0

Assume we have text such as the following.

Title: (some text)
My Title [abc]

Content: (some test)
My long content paragraph. With multiple sentences. [abc]

Short Content: (some text)
Short content [abc]

Using Javascript and RegEx, is it possible to extract the text so that it would be as follows.

Title: My Title
Content: My long content paragraph. With multiple sentences.
Short Content: Short content

Basically ignoring new lines and text in the () and [] brackets?

I've tried to use Regex but I can't get it to do exactly as I'd like. I'm also getting the issue that when I match Content: i'm getting a match for both Content: & Short Content: however i'd want to only match the occurrence where it is an exact match.

EDIT:

I'm new to RegEx. So far to extract the titles such as Title:, Content: and so on I have

/[A-Za-z]+:|[A-Za-z]+ [A-Za-z]+:|[A-Za-z]+ [A-Za-z]+ [A-Za-z]+:|[A-Za-z]+ [A-Za-z]+ [0-9]+:/g

And then I loop through and use this

[TITLENAME]:.*\n.*

I'm struggling to get past this.

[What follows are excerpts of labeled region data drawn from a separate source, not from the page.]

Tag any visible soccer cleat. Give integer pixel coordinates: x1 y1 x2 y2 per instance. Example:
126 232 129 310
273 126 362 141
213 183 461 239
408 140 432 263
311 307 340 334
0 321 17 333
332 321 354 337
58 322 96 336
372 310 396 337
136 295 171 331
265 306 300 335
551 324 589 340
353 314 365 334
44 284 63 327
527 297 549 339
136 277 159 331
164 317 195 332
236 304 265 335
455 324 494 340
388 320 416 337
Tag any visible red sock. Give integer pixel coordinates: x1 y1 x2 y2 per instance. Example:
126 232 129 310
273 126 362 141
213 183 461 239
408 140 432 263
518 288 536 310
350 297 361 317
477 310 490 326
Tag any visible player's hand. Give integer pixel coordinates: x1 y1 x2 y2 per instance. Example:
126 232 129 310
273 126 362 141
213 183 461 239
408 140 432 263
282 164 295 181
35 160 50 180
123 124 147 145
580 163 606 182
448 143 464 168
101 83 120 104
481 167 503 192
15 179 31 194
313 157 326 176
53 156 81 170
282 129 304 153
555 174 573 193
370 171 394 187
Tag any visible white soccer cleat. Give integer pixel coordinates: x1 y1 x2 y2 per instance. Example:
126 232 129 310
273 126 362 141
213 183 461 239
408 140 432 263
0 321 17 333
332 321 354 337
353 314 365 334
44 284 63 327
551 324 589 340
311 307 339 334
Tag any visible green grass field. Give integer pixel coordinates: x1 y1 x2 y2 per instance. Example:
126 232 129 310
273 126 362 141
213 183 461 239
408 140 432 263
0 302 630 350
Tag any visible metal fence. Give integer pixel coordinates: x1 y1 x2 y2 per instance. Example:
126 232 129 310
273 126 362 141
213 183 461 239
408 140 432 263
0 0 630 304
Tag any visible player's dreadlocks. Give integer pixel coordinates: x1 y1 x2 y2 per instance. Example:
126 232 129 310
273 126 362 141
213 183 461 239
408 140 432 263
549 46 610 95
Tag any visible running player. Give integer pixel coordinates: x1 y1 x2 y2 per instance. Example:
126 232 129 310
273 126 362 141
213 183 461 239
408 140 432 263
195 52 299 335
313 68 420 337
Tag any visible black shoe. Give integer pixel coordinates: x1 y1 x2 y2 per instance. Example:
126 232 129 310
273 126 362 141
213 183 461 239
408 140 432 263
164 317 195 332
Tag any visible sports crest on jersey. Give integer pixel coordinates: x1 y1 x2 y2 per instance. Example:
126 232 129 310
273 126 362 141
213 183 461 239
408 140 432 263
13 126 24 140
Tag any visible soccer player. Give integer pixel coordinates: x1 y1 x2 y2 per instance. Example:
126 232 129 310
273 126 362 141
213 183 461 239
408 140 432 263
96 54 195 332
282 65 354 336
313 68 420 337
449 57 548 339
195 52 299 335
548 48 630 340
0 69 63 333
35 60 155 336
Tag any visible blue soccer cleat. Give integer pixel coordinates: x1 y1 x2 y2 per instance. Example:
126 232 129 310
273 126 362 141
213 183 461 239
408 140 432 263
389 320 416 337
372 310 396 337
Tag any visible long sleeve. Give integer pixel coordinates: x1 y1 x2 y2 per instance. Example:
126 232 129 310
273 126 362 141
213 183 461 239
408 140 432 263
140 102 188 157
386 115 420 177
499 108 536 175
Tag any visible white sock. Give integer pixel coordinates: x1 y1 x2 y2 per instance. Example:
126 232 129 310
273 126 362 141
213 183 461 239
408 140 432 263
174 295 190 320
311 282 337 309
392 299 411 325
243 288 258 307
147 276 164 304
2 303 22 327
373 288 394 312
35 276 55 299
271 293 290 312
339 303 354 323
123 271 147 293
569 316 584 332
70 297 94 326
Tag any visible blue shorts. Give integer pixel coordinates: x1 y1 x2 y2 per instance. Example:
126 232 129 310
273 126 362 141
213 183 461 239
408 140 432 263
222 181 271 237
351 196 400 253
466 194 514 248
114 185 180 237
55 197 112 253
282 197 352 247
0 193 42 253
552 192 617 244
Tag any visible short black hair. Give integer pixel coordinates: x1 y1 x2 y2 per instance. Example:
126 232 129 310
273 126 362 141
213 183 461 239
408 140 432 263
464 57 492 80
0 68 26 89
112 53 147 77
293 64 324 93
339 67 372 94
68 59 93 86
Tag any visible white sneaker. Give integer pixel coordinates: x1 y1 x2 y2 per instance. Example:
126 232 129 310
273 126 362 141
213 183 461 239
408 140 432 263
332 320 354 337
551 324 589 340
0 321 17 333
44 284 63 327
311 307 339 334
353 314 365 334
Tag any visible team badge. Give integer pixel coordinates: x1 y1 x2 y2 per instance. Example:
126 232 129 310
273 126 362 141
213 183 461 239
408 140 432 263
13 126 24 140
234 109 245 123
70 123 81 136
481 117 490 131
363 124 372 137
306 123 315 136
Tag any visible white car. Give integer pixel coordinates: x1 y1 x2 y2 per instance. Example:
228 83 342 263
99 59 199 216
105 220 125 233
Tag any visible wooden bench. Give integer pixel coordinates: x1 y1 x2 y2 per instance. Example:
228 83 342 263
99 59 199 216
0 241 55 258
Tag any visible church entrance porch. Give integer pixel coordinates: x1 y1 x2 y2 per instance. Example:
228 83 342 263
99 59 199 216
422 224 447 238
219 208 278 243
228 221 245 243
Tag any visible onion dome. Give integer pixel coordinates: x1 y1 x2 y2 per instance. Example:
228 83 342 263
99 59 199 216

My next step would be to loop through the text that is matched above and then remove the bracket stuff. I'm sure there is a better way to do this!

KGandhi
  • 1
  • 1

2 Answers2

0

You could use String.replace( /(\(|\)|\[|\])/g , '')

If you take a string and use the replace method with these two arguments it will return a string with the ()[] characters removed. I have escaped them all with \ since they are special characters in regex. It might be a little over zealous.

Also g makes the regular expression global so it will remove all instances

Moti Korets
  • 3,738
  • 2
  • 26
  • 35
Jake C
  • 136
  • 5
  • Actually I misunderstood your question. It should be possible to use string.replace and another regex expression to achieve the result you want though – Jake C Apr 16 '18 at 15:44
  • `.replace( /(\([^)]*\)|\[[^\]]\])/g, ' ')` So this removes everything in () or [] as well as the brackets and replaces them with a space – Jake C Apr 16 '18 at 15:50
  • And finally `.replace( /(\([^)]*\)|\[[^\]]*\])\n?/g, ' ')` will hopefully actually work on square brackets unlike my previous version and will remove the new line character after the bracketed text – Jake C Apr 16 '18 at 16:01
  • If this is the right idea let me know if any issues show up. I will have a go at correcting them later – Jake C Apr 16 '18 at 16:05
  • Thanks, looking into it now! – KGandhi Apr 16 '18 at 16:14
0

If the text within parenthesis (e.g. 'abc') is fixed and have a special meaning you can also go with: '/(\(some text\)\n|\(some test\)\n|(\[abc\]))|(^$\n)/gm'. This way you would allow parenthesis in the real text that you want to preserve, e.g. some text (this I want to preserve) and other text.

Please note the multiline m flag.

https://regex101.com/r/cS3pRR/1

Luca Abbati
  • 542
  • 5
  • 14